The day ended in a top lit attic studio and here we all began our compulsory life drawing classes, which became a long term commitment for me, throughout art school.

Every Wednesday we had "Liberal Studies". Our tutors in the Blythswood building had a day off. One of my two personal tutors went every Wednesday morning to have her hair done at Gerralts, at Woodside Place, Charing Cross. There she had the front and top beautifully coiffured but the back was always ignored and seemed to be left as the tangled mass that it was. Meanwhile, we all reported to the main building, the world famous 167 Renfrew Street, Charles Rennie Mackintosh's outstanding masterpiece. As in the previous week we ascended the flight of steps and swung through the front doors, which I noticed were complimentarily hinged to allow an uninterrupted progress if carrying a port-folio or large painting. Every inch of this wonderful building was designed to be beautiful and functional, while always inspiring and encouraging to the creative people using it. This time it was the west wing we would be exploring. Our lectures were presented by different lecturers each with a specialist knowledge. We had already been to the Mackintosh Lecture Theatre, in the west basement and were to get to know the space very well.

I have always felt that I was initially attracted to Glasgow first by the wit and humour of its friendly people and then by the amazing architectural internal space that was The Glasgow School of Art Library. This space has always been regarded as the very pinnacle of Mackintosh's achievements. Its three tall oriel windows designed so cleverly as twenty-five foot hexagonal prisms that absorbed maximum daylight from the west and lit three levels of that magnificent interior: the library, the gallery and original book store. This had already become my most favourite space, and well before my arrival and enrollment, I had imagined myself there using it. When I surprised myself and became a student, I was a little disappointed not be able to visit whenever I wished. Access was actually by appointment and one was chaperoned there by a librarian. It was a special sanctuary, a peaceful place to think, reflect and be inspired. Located on the first floor, it closed the west corridor which linked it to the museum at the top of the central stair. The tall west corridors were each lit by three south facing windows, those on the first floor leading to the Library had alcove window seats, originally intended for tutorial purposes. Access around the building was excellent, with each level of both east and west wings being served by a seperate designated dog legged stair, functioning as a stair tower.

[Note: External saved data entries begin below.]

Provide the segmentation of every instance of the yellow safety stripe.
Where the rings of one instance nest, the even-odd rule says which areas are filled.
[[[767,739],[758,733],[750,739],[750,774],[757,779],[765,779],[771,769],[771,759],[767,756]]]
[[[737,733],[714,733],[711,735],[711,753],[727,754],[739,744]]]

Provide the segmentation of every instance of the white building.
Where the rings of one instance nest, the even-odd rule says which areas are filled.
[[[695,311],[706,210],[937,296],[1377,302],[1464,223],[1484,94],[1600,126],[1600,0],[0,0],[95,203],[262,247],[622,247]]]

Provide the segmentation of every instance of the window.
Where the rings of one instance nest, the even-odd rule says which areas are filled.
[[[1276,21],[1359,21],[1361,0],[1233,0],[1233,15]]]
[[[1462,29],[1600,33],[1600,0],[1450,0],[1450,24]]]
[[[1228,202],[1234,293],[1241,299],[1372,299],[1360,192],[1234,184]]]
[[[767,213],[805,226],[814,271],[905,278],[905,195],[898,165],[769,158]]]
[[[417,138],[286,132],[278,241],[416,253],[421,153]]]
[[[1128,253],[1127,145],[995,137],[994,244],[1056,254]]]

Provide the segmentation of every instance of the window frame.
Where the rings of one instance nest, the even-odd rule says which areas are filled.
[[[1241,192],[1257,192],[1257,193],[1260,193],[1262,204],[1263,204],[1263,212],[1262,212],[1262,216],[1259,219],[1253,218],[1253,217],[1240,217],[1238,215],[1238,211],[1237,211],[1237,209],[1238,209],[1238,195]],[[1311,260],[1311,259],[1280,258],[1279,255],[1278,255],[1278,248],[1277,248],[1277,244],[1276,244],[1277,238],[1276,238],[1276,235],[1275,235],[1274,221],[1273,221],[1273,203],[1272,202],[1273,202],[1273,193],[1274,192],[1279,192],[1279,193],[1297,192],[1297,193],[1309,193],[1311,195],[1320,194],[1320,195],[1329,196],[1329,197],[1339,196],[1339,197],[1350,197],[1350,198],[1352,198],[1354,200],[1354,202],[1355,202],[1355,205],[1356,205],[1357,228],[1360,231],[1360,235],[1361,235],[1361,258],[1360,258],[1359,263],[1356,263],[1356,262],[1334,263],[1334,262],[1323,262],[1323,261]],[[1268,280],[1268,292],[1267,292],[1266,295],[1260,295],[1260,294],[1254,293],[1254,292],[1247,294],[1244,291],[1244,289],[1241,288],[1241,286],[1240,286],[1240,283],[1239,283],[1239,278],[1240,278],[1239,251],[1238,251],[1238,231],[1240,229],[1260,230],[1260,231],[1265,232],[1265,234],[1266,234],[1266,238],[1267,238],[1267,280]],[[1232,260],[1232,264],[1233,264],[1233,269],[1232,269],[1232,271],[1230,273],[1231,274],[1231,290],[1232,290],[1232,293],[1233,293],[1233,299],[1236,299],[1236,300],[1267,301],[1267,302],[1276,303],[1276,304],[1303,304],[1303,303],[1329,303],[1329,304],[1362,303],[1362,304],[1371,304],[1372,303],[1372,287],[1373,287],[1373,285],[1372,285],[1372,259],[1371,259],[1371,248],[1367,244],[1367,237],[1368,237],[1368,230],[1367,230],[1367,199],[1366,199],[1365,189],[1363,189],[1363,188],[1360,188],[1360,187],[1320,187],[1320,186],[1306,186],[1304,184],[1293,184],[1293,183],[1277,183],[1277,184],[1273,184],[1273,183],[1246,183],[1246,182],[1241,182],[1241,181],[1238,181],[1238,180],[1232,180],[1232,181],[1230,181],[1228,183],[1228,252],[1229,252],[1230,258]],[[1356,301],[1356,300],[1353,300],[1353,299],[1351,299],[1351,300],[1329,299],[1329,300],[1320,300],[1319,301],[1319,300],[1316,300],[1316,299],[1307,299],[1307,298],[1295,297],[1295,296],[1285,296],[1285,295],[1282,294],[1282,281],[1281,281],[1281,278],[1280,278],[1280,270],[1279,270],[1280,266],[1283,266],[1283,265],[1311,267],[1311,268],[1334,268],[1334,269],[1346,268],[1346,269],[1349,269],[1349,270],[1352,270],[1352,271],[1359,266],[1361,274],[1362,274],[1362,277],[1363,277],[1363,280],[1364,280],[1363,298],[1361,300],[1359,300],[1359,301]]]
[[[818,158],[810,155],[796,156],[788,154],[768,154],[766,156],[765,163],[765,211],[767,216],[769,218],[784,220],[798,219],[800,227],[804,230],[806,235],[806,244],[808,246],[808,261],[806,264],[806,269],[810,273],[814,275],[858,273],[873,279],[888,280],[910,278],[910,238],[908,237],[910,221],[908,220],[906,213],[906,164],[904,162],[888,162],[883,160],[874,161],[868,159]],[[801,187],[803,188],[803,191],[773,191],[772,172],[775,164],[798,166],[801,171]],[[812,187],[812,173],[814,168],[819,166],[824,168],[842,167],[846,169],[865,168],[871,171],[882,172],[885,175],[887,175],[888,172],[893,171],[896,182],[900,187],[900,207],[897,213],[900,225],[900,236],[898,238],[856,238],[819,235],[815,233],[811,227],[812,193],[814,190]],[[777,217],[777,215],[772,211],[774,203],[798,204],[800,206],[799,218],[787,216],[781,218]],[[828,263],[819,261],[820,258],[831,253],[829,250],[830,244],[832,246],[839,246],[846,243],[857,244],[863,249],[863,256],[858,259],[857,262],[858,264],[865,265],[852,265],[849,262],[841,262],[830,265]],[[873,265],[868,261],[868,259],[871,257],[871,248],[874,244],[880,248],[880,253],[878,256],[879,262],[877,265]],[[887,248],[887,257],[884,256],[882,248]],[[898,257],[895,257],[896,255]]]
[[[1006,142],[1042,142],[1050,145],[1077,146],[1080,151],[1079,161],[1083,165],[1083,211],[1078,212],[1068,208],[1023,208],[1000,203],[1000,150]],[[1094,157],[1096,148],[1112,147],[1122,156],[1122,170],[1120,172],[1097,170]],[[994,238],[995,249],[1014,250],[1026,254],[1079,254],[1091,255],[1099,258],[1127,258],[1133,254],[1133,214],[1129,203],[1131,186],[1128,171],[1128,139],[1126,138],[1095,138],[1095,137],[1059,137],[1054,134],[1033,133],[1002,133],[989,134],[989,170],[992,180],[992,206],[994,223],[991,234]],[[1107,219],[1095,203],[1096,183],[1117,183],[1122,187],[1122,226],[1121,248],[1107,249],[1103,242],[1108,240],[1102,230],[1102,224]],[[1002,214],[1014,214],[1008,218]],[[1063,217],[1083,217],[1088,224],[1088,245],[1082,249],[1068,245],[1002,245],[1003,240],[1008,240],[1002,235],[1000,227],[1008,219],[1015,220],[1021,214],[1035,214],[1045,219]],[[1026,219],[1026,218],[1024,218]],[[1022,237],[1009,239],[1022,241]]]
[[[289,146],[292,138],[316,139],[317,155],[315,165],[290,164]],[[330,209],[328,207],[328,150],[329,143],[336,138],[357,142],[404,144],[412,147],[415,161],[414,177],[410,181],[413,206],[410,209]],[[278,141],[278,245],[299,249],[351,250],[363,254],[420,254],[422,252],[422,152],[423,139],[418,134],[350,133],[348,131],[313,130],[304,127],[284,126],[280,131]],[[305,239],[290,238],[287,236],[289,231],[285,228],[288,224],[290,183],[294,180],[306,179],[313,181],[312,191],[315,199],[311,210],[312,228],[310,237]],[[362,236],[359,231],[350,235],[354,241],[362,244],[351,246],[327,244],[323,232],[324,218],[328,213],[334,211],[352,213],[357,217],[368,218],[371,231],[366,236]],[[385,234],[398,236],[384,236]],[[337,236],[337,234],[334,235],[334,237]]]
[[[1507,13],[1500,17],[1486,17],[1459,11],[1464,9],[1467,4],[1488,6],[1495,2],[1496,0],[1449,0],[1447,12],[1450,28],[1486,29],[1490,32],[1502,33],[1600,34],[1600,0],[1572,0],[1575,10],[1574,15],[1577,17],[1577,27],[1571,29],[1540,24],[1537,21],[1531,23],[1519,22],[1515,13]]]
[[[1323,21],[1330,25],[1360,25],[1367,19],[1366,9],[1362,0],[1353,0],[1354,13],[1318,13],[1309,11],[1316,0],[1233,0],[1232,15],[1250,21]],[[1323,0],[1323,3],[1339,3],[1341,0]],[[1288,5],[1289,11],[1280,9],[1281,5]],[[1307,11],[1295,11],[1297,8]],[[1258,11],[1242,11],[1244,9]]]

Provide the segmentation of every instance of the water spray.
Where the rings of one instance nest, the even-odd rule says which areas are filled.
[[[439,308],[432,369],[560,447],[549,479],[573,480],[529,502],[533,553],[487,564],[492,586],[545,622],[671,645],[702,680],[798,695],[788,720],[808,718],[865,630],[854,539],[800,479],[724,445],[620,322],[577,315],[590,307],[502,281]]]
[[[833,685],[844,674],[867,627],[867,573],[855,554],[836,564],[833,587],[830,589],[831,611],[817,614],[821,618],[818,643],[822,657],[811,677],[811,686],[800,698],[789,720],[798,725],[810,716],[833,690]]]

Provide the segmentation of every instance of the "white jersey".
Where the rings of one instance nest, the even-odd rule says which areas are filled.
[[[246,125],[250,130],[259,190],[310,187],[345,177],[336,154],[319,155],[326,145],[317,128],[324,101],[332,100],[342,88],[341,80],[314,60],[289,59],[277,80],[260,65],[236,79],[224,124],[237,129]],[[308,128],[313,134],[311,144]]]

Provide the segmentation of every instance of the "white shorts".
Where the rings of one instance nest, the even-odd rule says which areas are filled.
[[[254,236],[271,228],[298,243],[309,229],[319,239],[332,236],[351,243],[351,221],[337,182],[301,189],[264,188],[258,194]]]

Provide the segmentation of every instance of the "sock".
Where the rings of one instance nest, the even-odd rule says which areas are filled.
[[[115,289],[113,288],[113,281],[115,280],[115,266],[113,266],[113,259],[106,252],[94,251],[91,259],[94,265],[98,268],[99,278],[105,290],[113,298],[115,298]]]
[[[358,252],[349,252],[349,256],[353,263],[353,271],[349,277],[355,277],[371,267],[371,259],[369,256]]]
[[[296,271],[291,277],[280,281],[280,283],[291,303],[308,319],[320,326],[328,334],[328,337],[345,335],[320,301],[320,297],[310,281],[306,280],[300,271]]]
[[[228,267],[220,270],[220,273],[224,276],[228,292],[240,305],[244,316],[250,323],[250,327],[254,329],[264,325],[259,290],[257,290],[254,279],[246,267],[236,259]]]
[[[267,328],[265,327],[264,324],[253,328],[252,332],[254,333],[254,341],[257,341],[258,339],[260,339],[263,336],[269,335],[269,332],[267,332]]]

This inspiring building just sat so comfortably in that grid on the hills of Central Glasgow. Indeed what would the city be like without the Mackintosh School of Art? It has been perched up there on Garnethill for a creative century, looking like a Scottish medieval castle when viewed from below in Sauchiehall Street and a factory of inspiration when approached from up there in Renfrew Street. I live in the hope that it will rise from the ashes of the fires of 2014 and 2018. Much of the interior of the Library was recreated after the first fire by very talented and skilled crafts people. Some of it was not yet installed at the time of the 2018 fire, and it would be marvelous to see this work installed, in a rebuild. It was a great privilege to have been able to grow creatively there in the original and acquire magical memories which I now enjoy recalling.